What people think is important does not correlate with how they act, or with their level of direct engagement in activities. Talking specifically about climate change, a recent report from the Yale Project on Climate Change Communication found that environmental knowledge does not necessarily lead to a pro-environmental behavior. Another study on sustainable practices found that people who have very high levels of commitment to the environment at home are more likely to engage in less sustainable behaviors when vacationing. If you are anything like me, you are probably wondering how that can be (even as you nod to yourself, thinking "I really should be taking public transportation more often...").
So, what gives? A possible explanation in a recent article discusses people's intrinsic and extrinsic values and how they shape people's beliefs and behaviors, especially in relation to climate change. It explains that extrinsic values highlight things such as image and social and financial status, while intrinsic values relate to closeness to friends and family and commitment to the community. The former are associated with lower levels of concern with, and commitment to, issues such as global poverty and biodiversity loss, while the latter are more likely to lead to actively addressing those challenges. It follows logically that if we want people to relate to environmental issues, and act accordingly, we should focus on intrinsic values. However, as the article states, sometimes organizations end up inadvertently appealing to people's extrinsic values, in order to get immediate (and frequently time-sensitive) results. Examples would be saving energy to save money -- an appeal to an extrinsic value, because people are just thinking of the money, not of reducing demand for energy and mitigate greenhouse gases in the long term (an intrinsic value), or protecting a certain habitat to keep the water supply -- an extrinsic value, because people only want to have water, not maintain ecosystem services or simply protect the environment at a larger scale (an intrinsic value).
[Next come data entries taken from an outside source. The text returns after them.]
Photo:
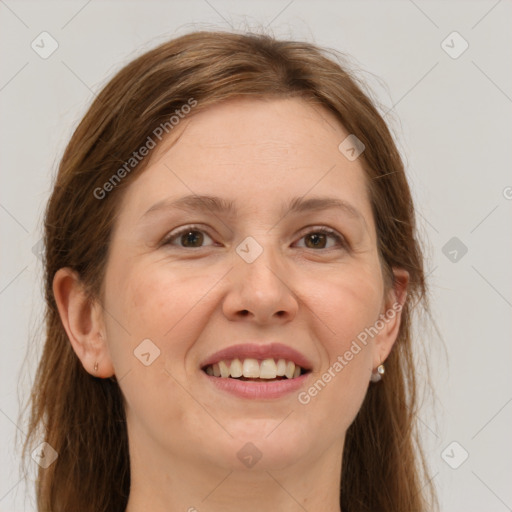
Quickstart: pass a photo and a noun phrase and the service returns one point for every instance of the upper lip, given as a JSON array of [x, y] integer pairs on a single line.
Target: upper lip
[[259, 351]]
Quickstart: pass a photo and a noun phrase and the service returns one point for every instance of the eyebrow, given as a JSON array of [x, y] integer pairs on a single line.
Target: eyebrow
[[215, 204]]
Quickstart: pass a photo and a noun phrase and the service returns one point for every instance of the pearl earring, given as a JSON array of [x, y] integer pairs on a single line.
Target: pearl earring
[[378, 374]]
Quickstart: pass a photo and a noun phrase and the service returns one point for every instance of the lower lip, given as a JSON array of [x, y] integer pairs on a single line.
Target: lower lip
[[258, 390]]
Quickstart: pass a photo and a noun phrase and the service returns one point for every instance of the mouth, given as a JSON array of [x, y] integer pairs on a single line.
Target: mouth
[[254, 370]]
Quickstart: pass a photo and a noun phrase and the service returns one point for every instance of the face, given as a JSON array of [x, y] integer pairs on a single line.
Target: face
[[196, 281]]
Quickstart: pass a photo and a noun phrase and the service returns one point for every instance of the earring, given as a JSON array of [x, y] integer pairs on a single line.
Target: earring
[[378, 374]]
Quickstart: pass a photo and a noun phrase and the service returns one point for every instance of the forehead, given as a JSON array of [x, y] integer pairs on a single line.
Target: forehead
[[252, 151]]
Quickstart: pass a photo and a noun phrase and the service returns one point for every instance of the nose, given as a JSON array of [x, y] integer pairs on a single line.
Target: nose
[[261, 291]]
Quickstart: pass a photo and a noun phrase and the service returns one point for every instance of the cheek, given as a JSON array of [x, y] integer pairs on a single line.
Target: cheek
[[345, 305]]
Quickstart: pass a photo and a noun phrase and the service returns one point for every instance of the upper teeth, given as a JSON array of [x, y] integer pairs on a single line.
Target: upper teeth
[[252, 368]]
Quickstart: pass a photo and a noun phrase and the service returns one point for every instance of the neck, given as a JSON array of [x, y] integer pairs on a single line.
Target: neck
[[184, 484]]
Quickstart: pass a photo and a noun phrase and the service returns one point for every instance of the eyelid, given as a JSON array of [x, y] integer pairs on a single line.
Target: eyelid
[[341, 239]]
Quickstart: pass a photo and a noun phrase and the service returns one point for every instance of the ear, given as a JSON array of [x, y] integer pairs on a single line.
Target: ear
[[83, 322], [391, 315]]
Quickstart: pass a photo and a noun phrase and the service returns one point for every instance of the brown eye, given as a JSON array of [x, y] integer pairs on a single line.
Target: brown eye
[[188, 238], [318, 238]]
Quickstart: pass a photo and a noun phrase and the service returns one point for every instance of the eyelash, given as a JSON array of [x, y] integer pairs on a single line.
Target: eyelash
[[323, 230]]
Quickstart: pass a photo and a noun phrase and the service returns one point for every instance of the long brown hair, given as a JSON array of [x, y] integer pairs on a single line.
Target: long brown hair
[[82, 417]]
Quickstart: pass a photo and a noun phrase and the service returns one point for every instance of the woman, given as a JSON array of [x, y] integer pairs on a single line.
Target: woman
[[231, 266]]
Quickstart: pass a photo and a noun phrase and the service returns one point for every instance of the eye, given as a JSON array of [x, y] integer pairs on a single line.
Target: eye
[[191, 237], [318, 237]]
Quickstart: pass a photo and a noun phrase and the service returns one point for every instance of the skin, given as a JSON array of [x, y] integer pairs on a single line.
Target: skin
[[184, 434]]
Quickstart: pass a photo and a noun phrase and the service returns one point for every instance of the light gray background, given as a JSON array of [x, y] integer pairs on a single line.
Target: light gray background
[[452, 119]]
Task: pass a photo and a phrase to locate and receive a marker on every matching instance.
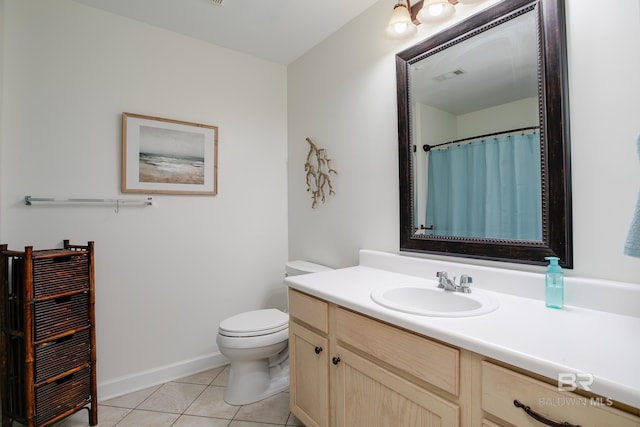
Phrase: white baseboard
(149, 378)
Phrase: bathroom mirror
(494, 88)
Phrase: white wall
(165, 275)
(343, 94)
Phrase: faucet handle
(465, 281)
(442, 276)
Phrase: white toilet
(256, 344)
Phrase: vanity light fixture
(401, 24)
(433, 11)
(406, 18)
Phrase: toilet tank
(298, 267)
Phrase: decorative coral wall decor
(317, 168)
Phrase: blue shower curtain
(489, 188)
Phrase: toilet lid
(253, 323)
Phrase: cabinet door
(309, 376)
(367, 395)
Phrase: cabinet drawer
(59, 315)
(62, 395)
(415, 355)
(501, 386)
(60, 274)
(309, 310)
(55, 357)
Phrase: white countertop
(521, 332)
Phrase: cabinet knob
(541, 418)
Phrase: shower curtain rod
(427, 147)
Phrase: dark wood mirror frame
(554, 143)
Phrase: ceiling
(275, 30)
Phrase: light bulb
(400, 25)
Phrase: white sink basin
(431, 301)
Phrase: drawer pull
(541, 418)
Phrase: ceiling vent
(450, 75)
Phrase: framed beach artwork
(168, 156)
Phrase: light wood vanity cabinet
(349, 370)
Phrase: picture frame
(165, 156)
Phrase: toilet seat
(254, 323)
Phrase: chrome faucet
(450, 285)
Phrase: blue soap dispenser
(554, 284)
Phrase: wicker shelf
(47, 344)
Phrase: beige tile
(131, 400)
(193, 421)
(274, 409)
(173, 397)
(139, 418)
(211, 404)
(108, 416)
(205, 377)
(235, 423)
(222, 380)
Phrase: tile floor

Excessive focus on extrinsic values is probably behind the disconnect between knowledge and behavior on environmental issues. Very likely, once savings are not realized anymore, people would return to their energy usage ways, and if another source of water comes along, people would not care about that specific habitat anymore. So, the challenge to conservation practitioners is to find and use the right strategy, one that appeals to people's intrinsic values, to ensure success in the long run and show people the big picture. Maybe when we accomplish that, conservation will be easier to achieve.